A Decade Under the Influence-2003
Director-Ted Demme, Richard LaGravenese
Starring-Francis Ford Coppola, William Friedkin
Scott’s Review #392
Reviewed April 5, 2016
Produced by the cable network Independent Film Channel (IFC), A Decade Under The Influence explores the decade of 1970’s film, a decade that was arguably the most creative and liberating to filmmakers and audiences alike. A period in film defined by the directors securing creative freedom instead of the studios, where artists instead of corporations finally ruled the roost. A Decade Under The Influence gives us an overview of the era. Despite some conspicuous omissions, I enjoyed this informative piece a great deal.
The documentary is divided into numerous segments including sections on women in film, the transition into a different period in Hollywood, and the subsequent close of the decade. The interviews are plentiful including a who’s who of stars: Martin Scorsese, Ellen Burstyn, Clint Eastwood, Robert Altman, Julie Christie, Francis Ford Coppola, and numerous other influential directors, actors, and filmmakers. Each individual describes his or her perspective on 1970’s cinema, and personal anecdotes of experiences or challenges are shared.
Ellen Burstyn, for example, describes how the success of The Exorcist afforded her a plethora of other film offers, but all of the roles were of prostitutes, dutiful wives, or women in peril. She needed roles more stimulating than those so she chose to star in Alice Doesn’t Live Here Anymore, which was a much better written role. What I found a bit sad is how there are still limited, layered roles for women in Hollywood to this day unless one goes the independent film route, which this documentary touts as a savior.

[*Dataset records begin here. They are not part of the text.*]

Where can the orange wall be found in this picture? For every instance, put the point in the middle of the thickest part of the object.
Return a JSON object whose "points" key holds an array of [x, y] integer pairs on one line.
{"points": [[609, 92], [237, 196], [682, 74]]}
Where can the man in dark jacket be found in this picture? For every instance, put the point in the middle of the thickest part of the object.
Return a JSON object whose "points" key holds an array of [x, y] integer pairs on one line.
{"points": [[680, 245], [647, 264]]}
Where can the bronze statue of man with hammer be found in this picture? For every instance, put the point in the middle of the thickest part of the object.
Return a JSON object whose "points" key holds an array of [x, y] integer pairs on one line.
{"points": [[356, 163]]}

Francis Ford Coppola relays how The Godfather was never expected to be a success, but rather, how he was chosen to direct the film merely because he worked for cheap and was Italian-American. How ironic that the film became such a monumental success and influential to film making as a whole for generations to come.
The documentary, at times, seems like an overview of the decade, with many clips of classic 1970’s cinema interspersed with the talking points. Despite being three hours in length, I still felt that there was so much more that the documentary could have explored. Not surprisingly, the stars granting interviews were granted heavy screen time for their films. The documentary was fine, but could have delved much deeper- I could see a multiple disc set totally ten or more hours dedicated to the decade.
One conspicuous omission was of Robert Altman’s Nashville, arguably, the best film of the decade. While it was ever briefly mentioned, and a still frame of a scene from it did appear, I personally felt that it warranted more dissection and discussion. This was more surprising given that Altman was interviewed for the documentary.
Another miss was Halloween, or any mention of John Carpenter films. Halloween clearly influenced many horror films to come and while The Exorcist received heaps of coverage, undoubtedly because star Burstyn and director William Friedkin appear at length throughout the production,. Additionally, in the horror genre, Black Christmas (a highly influential horror film) was not mentioned at all.
A celebration in my favorite decade of cinema, A Decade Under the Influence is a documentary that is a basic must see for fans of 1970’s cinema, or a film student perhaps immersing themselves into the world of great film for the first time.